The word avatar comes from a Sanskrit term for the descent to Earth of a Hindu god. Nowadays, computer technology has adopted the word to mean the digital embodiment of a person or concept.
Around the 1980s, computer games designers began introducing avatars to denote on-screen depictions of players. From there, other platforms such as forums and chat rooms started giving users the option to select still or animated pictures to represent their identity.
In Linden Labs’ online virtual world Second Life, participants, or “residents,” create digital representations of themselves that they live through in that online environment.

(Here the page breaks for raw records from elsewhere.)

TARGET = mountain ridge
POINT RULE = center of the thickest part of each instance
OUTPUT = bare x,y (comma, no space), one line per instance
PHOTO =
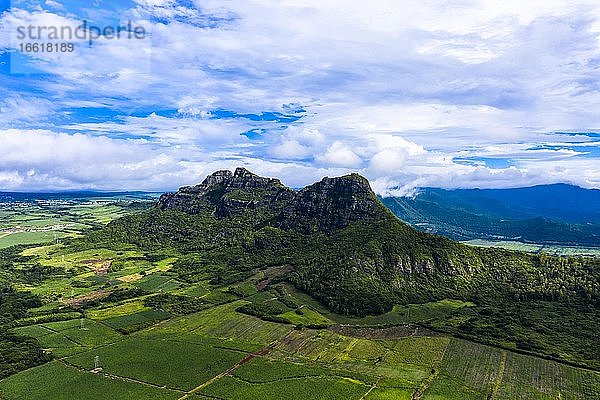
337,242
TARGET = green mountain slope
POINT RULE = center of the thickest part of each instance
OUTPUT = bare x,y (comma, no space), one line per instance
496,215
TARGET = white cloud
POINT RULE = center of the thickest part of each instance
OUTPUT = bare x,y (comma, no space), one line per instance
397,90
339,155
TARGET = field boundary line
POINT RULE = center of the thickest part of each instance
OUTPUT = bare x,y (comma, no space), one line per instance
364,396
244,360
435,371
499,376
119,377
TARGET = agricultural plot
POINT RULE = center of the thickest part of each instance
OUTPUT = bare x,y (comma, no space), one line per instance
534,378
57,381
329,388
477,366
132,322
426,351
157,283
31,238
221,322
174,364
390,394
70,337
305,316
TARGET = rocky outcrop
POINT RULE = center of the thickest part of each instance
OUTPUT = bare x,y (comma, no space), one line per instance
226,194
331,204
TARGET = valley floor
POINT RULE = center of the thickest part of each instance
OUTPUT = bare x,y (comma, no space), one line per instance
219,353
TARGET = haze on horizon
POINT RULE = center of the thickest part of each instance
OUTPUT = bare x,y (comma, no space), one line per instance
407,93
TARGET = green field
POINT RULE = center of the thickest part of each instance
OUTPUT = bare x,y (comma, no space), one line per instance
57,381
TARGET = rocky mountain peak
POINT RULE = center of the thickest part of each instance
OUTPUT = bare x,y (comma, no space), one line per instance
329,204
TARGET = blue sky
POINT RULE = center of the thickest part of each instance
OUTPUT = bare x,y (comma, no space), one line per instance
408,93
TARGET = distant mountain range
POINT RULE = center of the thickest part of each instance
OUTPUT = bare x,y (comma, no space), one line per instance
552,214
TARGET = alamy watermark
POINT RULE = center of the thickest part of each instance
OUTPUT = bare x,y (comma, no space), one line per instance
53,35
40,48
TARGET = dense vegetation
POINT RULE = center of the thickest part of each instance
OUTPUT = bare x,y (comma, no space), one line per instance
527,214
17,352
363,260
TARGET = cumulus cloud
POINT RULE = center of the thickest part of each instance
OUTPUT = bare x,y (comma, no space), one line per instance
416,93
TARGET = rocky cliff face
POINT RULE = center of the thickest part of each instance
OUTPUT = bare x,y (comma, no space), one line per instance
225,194
327,205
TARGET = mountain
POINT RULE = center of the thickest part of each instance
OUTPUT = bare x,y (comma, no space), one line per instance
550,214
336,241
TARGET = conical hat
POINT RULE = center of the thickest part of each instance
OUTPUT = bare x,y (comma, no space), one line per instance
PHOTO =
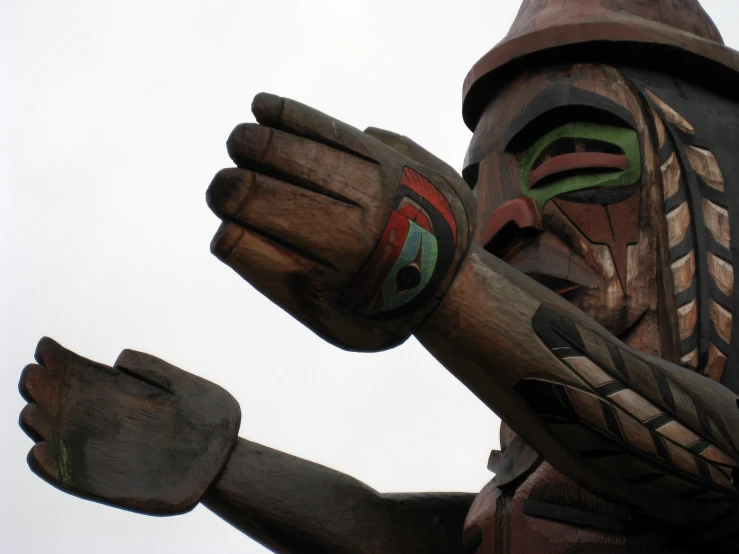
676,36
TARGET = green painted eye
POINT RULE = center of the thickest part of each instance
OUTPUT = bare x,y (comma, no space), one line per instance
579,156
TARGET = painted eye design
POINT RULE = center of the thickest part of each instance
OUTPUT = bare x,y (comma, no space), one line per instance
408,277
413,254
588,162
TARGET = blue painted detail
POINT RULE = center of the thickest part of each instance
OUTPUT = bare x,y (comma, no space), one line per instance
418,238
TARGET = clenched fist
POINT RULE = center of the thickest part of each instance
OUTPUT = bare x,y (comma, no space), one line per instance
356,234
142,435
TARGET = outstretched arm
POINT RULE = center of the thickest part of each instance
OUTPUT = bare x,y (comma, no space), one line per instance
291,505
626,425
131,435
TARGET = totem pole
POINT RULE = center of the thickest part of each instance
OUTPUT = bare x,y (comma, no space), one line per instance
578,278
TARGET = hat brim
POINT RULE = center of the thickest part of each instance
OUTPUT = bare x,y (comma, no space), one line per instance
646,44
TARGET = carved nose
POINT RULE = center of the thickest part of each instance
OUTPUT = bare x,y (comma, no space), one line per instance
507,221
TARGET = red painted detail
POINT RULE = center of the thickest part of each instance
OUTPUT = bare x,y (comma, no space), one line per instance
426,190
364,290
578,160
412,213
522,211
616,225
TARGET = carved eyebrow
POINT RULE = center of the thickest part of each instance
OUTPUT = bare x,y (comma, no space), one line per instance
557,102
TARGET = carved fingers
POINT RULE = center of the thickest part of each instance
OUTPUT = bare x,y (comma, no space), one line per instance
312,225
353,234
131,435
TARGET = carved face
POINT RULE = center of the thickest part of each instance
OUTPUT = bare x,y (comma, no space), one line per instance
563,165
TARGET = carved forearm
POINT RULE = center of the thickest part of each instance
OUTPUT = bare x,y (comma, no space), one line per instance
602,413
291,505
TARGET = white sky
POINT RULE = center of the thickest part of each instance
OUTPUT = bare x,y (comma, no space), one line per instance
113,120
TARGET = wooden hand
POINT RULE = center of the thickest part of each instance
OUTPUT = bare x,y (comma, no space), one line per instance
142,435
352,237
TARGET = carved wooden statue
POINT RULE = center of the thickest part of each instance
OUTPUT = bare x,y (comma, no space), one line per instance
578,279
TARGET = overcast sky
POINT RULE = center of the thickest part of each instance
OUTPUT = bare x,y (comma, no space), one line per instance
113,120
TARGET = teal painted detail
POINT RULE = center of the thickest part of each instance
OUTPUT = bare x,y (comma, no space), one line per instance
418,237
626,139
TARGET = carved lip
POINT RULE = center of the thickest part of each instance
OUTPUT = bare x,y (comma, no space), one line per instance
546,260
578,162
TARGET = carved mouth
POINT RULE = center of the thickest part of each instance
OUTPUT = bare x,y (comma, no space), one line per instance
546,260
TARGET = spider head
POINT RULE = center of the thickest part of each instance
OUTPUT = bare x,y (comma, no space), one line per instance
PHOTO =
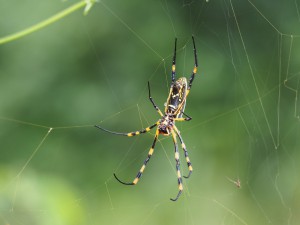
176,101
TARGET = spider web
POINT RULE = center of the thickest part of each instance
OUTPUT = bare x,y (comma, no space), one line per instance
56,168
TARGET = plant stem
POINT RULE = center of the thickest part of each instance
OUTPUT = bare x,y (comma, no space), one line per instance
44,23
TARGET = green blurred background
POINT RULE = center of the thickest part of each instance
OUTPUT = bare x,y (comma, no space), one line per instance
87,70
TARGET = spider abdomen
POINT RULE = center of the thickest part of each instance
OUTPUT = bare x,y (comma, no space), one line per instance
166,124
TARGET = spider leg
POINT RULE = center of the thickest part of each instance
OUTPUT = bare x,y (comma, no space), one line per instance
195,68
187,118
152,101
180,187
140,173
186,155
130,134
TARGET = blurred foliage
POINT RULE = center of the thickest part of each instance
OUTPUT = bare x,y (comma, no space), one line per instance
87,70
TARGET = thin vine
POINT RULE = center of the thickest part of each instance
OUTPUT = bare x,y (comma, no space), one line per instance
87,4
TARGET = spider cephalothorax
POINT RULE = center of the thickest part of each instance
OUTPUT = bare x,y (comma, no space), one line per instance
174,111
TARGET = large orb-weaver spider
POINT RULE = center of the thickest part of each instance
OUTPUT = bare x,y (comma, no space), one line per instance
174,111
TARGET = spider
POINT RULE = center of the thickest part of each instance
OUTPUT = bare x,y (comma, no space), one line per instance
174,111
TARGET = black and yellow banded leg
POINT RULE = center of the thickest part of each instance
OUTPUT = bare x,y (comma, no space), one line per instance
152,101
186,155
140,173
130,134
194,70
187,118
180,186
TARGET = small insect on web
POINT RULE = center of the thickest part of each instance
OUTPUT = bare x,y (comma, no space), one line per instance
174,111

Residents can design their avatar as a human or nonhuman and use it to interact with other avatars and objects that others have created.
In Second Life, avatars can perform many different functions. For example, they can launch a virtual business, trade, build a house, go shopping, have a yard sale, or even organize social activities such as dance parties and interest groups.

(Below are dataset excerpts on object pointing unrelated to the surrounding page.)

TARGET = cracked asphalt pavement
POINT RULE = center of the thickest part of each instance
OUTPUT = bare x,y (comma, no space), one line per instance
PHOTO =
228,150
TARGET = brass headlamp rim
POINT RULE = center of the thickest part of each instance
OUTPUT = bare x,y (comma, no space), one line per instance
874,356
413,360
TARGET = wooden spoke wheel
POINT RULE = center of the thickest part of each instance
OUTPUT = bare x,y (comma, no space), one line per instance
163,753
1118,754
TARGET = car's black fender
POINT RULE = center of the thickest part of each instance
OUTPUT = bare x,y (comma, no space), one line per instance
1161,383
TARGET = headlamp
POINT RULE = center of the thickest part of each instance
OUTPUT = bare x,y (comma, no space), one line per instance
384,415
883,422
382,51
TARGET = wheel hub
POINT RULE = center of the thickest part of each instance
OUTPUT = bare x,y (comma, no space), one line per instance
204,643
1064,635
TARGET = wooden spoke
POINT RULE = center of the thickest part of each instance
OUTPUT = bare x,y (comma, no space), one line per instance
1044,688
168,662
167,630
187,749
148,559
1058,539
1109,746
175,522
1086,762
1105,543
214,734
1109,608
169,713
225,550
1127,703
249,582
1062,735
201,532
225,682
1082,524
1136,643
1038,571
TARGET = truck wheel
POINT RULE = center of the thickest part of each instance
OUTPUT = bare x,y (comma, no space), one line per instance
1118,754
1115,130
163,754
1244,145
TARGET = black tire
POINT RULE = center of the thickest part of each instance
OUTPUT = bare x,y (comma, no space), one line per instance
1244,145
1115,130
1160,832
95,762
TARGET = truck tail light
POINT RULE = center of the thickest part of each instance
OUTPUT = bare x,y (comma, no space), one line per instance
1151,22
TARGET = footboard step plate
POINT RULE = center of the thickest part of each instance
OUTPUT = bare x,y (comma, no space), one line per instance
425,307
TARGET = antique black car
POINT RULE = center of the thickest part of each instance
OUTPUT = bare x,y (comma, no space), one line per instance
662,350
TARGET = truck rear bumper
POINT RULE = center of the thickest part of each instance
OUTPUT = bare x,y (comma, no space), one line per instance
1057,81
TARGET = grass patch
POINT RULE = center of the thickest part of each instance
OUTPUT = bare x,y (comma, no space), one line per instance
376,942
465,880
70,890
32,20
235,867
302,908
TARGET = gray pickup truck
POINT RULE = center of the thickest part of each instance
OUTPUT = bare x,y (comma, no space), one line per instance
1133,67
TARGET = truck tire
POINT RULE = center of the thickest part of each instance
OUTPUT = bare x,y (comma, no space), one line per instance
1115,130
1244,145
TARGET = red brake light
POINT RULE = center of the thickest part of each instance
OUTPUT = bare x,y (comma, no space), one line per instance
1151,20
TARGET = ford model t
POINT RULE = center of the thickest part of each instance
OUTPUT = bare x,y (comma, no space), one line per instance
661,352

Marketers see avatars as opportunities to explore differences between online and offline consumers.
Studying how people set up and use their alter egos in a virtual world on the Internet can offer valuable insights for marketing to online consumers.
Avatar is also the title of a 2009 film by director James Cameron. Grossing
$2.79 billion USD, it was the highest earning movie of all time until the Marvel Studios sequel Avengers: Endgame surpassed it in 2019.

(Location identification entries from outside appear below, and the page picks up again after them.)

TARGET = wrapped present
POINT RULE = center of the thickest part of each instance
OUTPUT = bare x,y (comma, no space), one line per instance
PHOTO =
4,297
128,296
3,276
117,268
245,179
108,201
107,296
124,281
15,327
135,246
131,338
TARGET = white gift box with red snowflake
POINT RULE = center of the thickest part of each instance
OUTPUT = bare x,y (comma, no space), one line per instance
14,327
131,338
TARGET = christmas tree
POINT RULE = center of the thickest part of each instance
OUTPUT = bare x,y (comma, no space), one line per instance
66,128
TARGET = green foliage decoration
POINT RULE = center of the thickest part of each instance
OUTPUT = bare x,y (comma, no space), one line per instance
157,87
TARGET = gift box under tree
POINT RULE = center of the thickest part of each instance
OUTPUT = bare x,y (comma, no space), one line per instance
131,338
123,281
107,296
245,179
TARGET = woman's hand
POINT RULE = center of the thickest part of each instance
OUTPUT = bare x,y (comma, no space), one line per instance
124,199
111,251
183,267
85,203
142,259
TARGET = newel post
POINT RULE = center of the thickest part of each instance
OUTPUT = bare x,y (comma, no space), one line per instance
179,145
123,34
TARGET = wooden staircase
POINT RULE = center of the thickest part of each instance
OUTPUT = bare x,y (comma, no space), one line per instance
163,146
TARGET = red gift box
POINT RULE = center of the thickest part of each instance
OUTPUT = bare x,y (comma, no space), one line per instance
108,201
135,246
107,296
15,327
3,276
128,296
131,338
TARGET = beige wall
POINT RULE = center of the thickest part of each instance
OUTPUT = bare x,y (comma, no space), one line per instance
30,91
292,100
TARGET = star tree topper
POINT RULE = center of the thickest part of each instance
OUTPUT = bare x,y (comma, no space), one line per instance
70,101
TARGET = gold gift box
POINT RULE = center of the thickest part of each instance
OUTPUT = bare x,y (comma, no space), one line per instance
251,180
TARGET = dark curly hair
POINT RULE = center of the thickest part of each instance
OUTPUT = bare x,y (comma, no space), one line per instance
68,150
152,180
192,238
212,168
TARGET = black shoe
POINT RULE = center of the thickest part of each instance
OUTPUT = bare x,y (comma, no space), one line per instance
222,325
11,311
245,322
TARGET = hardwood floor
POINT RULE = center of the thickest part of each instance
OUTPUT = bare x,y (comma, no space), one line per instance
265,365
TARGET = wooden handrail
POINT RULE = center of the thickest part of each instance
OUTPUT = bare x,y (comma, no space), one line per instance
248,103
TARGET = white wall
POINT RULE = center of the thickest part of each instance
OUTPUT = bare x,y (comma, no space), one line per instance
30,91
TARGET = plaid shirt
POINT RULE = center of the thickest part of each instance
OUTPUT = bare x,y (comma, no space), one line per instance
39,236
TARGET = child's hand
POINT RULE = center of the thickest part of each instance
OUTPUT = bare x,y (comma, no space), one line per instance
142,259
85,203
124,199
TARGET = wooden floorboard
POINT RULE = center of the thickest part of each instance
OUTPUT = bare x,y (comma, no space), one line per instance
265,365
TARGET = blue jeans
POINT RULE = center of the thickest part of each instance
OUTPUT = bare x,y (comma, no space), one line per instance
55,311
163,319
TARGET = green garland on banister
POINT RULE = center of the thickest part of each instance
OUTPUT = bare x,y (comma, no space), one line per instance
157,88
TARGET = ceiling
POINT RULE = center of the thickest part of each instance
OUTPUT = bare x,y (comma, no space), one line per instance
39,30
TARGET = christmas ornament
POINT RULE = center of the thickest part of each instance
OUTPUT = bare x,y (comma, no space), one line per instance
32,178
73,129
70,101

With advances in artificial intelligence (AI), online personas are now evolving into sophisticated digital or virtual assistants.
The digital human
In 2018, NatWest bank announced that they were testing an AI-powered “digital human” that could one day be answering banking customers’ queries.
The bank already have a text -based chat bot called Cora that assists users on their online help pages. The experimental AI bot, also called Cora, is a digital human.
The technology for Cora comes from the New Zealand company Soul Machines whose co-founder Mark Sagar was behind the facial technology used in the films Avatar and King Kong.
Cora incorporates AI that helps her to deal with new subjects and learn from her mistakes. The more practice she gets, the more accurate her answers become.
The AI technology in Cora incorporates visual and audio sensors and a neural network so that she can detect human emotion and react with facial expressions as well as speech.
Can avatars change behaviour?
A 2010 study from Stanford University in California suggests that avatars can influence behaviour.
The researchers created personalized digital versions of participants using digital photographs. They found that those who had seen their own avatar running on a treadmill were more likely to exercise afterwards than those who had watched someone else running.
Similarly, watching their own avatar becoming thinner while they ran in place, or becoming heavier while they stood still, also motivated participants to exercise more than others who had witnessed unfamiliar avatars change.
The researchers suggest that the driving factor was people seeing their own faces on their avatars. Seeing someone else’s face didn’t motivate them.